Miró en la penumbra. En esa situación, Eva jugaba con ventaja, porque era amiga de la oscuridad y tenía un oído tan fino como el de un perro.

– No he hecho nada, Eva. Solo quería disculparme, pero están dormidos. Creo que han tomado somníferos.

– Pues espero que duerman bien -se limitó a comentar su hermana.

A la mañana siguiente se llevaron los cadáveres. En el pueblo se montó un escándalo por los suicidios, y Eva callaba. Tal vez barruntase ya entonces que el suceso, y el hecho de que su hermano pequeño también tuviera la culpa de su ceguera y penara por ello a su modo, iban a ser su seguro frente a una existencia de inmovilidad y miseria.

En cuanto a las hermanastras, buscaron la eternidad un par de años más tarde. Se dirigieron al lago cogidas de la mano, y el lago las recibió con dulzura. Así se liberaron de recuerdos dolorosos, pero Eva y él no se liberaron.

Habían pasado ya más de veinticinco años desde la muerte de sus padres, y aun así cada vez eran más los que, en las variadas contingencias del fanatismo, malinterpretaban la palabra «caridad».

No, a la mierda con ellos. Eran los que más odiaba. Los que creían estar por encima de los demás ayudados por las manos de Dios.

Debían desaparecer de la faz de la tierra.

Sacó del llavero la llave de la furgoneta y la de la casita rural y las echó al cubo de basura del vecino, debajo de la primera bolsa del montón, mientras miraba alrededor con detenimiento.

Después entró en su casa y vació el buzón.

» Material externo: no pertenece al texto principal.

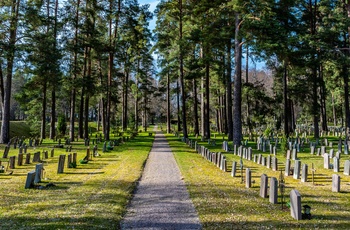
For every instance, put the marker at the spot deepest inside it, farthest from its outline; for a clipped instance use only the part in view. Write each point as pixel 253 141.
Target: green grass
pixel 223 202
pixel 91 196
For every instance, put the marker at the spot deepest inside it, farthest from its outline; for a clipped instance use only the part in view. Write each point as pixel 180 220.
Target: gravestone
pixel 61 160
pixel 312 149
pixel 335 164
pixel 27 158
pixel 20 159
pixel 273 195
pixel 294 155
pixel 36 157
pixel 6 152
pixel 69 161
pixel 335 183
pixel 331 153
pixel 326 161
pixel 287 169
pixel 295 204
pixel 39 169
pixel 318 151
pixel 12 162
pixel 274 164
pixel 288 154
pixel 304 173
pixel 263 186
pixel 297 167
pixel 248 178
pixel 234 167
pixel 30 180
pixel 223 165
pixel 347 167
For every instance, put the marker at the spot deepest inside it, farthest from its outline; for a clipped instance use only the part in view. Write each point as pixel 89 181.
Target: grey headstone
pixel 287 169
pixel 30 179
pixel 304 173
pixel 234 167
pixel 297 167
pixel 38 173
pixel 347 167
pixel 312 150
pixel 273 196
pixel 335 183
pixel 295 204
pixel 248 178
pixel 288 154
pixel 294 154
pixel 326 161
pixel 335 164
pixel 274 164
pixel 263 185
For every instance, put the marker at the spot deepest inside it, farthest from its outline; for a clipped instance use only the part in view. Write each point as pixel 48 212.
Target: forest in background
pixel 78 61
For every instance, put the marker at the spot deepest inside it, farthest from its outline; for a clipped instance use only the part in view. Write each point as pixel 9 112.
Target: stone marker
pixel 12 162
pixel 274 164
pixel 347 167
pixel 294 154
pixel 335 183
pixel 6 152
pixel 234 167
pixel 273 195
pixel 268 163
pixel 36 157
pixel 61 160
pixel 297 167
pixel 295 204
pixel 335 164
pixel 263 186
pixel 39 169
pixel 30 179
pixel 326 161
pixel 27 158
pixel 248 178
pixel 20 159
pixel 287 169
pixel 304 173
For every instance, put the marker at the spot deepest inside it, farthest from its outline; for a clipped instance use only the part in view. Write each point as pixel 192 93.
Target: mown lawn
pixel 223 202
pixel 91 196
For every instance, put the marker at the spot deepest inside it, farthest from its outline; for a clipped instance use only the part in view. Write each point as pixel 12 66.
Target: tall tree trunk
pixel 207 98
pixel 178 106
pixel 125 101
pixel 237 103
pixel 195 107
pixel 168 113
pixel 75 74
pixel 181 75
pixel 53 93
pixel 229 92
pixel 333 109
pixel 43 112
pixel 285 99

La publicidad fue directamente a la basura, y el resto lo tiró sobre la mesa de la sala. Un par de facturas, los dos periódicos de la mañana y una nota escrita a mano con el logo del club de bolos.

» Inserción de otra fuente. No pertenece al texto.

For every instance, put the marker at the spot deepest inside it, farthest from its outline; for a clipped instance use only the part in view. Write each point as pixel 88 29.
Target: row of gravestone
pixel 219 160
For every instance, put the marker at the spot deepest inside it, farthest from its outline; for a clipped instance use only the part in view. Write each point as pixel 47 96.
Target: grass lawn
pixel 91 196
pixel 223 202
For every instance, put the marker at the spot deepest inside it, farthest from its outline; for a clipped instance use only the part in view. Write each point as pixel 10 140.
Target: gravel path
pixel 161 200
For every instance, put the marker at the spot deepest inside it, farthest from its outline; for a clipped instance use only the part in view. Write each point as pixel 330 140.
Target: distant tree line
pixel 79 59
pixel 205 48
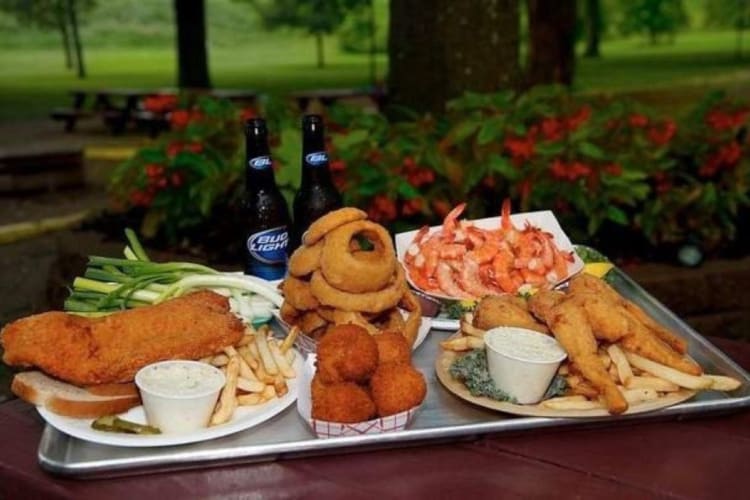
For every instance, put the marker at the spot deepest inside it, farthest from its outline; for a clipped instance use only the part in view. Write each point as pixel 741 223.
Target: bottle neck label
pixel 260 163
pixel 317 159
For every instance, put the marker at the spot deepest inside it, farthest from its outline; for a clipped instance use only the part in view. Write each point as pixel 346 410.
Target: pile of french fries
pixel 256 370
pixel 639 379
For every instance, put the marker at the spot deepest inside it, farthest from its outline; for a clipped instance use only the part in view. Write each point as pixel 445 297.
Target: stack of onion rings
pixel 336 279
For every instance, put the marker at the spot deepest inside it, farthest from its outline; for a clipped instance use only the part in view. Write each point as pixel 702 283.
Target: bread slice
pixel 68 400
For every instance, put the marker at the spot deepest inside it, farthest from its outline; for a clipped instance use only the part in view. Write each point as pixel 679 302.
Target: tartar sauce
pixel 180 379
pixel 525 345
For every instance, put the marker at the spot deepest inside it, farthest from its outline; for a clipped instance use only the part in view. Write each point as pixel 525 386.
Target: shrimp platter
pixel 471 259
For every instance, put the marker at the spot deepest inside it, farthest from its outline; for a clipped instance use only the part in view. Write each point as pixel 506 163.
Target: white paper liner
pixel 324 429
pixel 545 220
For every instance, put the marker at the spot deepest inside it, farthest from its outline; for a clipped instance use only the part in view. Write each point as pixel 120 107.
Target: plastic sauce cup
pixel 179 396
pixel 522 362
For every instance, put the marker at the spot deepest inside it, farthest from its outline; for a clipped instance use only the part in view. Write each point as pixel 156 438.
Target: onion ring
pixel 374 302
pixel 358 271
pixel 297 293
pixel 305 260
pixel 410 302
pixel 331 221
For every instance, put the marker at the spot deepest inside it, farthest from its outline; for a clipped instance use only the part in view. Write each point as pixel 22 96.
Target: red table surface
pixel 697 458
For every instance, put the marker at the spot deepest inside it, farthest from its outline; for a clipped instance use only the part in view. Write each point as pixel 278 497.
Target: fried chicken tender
pixel 344 402
pixel 583 282
pixel 392 347
pixel 397 387
pixel 346 353
pixel 505 310
pixel 569 324
pixel 111 349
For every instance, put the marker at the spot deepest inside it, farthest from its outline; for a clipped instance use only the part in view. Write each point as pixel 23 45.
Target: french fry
pixel 261 342
pixel 469 329
pixel 667 373
pixel 462 344
pixel 634 396
pixel 289 339
pixel 624 372
pixel 245 370
pixel 251 399
pixel 250 385
pixel 227 401
pixel 220 360
pixel 562 403
pixel 655 383
pixel 279 385
pixel 286 370
pixel 722 383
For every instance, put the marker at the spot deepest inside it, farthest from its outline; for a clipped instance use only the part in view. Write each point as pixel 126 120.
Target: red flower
pixel 153 170
pixel 338 165
pixel 638 120
pixel 521 149
pixel 382 209
pixel 661 136
pixel 578 119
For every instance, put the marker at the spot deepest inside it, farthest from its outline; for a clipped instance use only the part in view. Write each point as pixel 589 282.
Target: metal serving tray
pixel 442 416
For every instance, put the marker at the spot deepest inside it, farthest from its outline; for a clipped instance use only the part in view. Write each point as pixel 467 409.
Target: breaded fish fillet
pixel 111 349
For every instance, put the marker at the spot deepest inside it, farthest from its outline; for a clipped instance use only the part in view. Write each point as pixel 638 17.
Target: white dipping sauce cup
pixel 522 362
pixel 179 396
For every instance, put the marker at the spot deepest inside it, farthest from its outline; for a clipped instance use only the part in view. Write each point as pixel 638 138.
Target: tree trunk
pixel 439 49
pixel 320 51
pixel 62 24
pixel 594 27
pixel 552 41
pixel 192 58
pixel 73 18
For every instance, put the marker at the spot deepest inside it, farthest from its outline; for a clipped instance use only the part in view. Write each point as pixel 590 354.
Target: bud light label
pixel 267 253
pixel 318 159
pixel 260 162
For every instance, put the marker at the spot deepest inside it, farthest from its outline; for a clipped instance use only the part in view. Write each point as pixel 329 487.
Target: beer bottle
pixel 267 220
pixel 317 195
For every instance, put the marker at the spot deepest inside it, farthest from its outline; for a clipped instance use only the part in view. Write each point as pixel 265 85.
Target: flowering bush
pixel 698 200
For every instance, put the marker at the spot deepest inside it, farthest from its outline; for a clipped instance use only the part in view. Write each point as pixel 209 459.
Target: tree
pixel 552 30
pixel 192 57
pixel 317 17
pixel 439 49
pixel 652 17
pixel 61 15
pixel 594 25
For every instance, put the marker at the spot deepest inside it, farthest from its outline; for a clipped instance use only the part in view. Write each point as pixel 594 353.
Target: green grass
pixel 34 80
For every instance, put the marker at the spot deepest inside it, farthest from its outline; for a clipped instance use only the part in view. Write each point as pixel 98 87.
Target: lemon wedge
pixel 598 269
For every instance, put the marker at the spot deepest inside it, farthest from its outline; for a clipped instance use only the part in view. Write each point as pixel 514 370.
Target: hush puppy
pixel 343 402
pixel 393 347
pixel 396 387
pixel 346 353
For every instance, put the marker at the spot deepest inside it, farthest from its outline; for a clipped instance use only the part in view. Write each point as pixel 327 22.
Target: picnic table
pixel 120 106
pixel 692 458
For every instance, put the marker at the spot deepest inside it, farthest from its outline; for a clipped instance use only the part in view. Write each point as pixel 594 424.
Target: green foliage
pixel 652 17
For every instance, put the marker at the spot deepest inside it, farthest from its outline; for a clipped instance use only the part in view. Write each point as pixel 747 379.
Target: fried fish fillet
pixel 111 349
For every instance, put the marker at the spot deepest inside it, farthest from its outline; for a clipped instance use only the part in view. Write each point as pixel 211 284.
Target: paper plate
pixel 545 220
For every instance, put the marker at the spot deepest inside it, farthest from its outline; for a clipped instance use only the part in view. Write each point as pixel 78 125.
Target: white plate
pixel 544 220
pixel 424 328
pixel 244 418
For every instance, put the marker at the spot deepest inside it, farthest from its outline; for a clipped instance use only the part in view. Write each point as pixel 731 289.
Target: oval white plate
pixel 244 418
pixel 544 220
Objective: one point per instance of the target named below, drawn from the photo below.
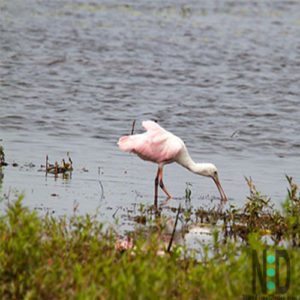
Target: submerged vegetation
(79, 257)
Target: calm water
(222, 75)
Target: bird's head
(210, 170)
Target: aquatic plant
(78, 257)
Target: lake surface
(223, 75)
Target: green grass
(42, 257)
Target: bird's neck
(186, 161)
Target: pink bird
(162, 147)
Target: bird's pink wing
(156, 144)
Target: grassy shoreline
(77, 257)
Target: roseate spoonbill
(162, 147)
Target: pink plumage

En los periódicos no venía nada, claro, había sucedido tras el cierre de la edición. Pero la radio regional estaba al día. Dijeron algo sobre dos lituanos malheridos en una pelea, y después vino lo del accidente de las mujeres. No dijeron gran cosa, pero era suficiente. Informaciones sobre el lugar del accidente, la edad de las mujeres, que ambas estaban heridas graves, tras varias horas de conducción temeraria, en la que, entre otras cosas, habían arremetido contra una barrera de peaje del puente. No mencionaron ningún nombre, pero sí dijeron que podría haber otro conductor que se dio a la fuga.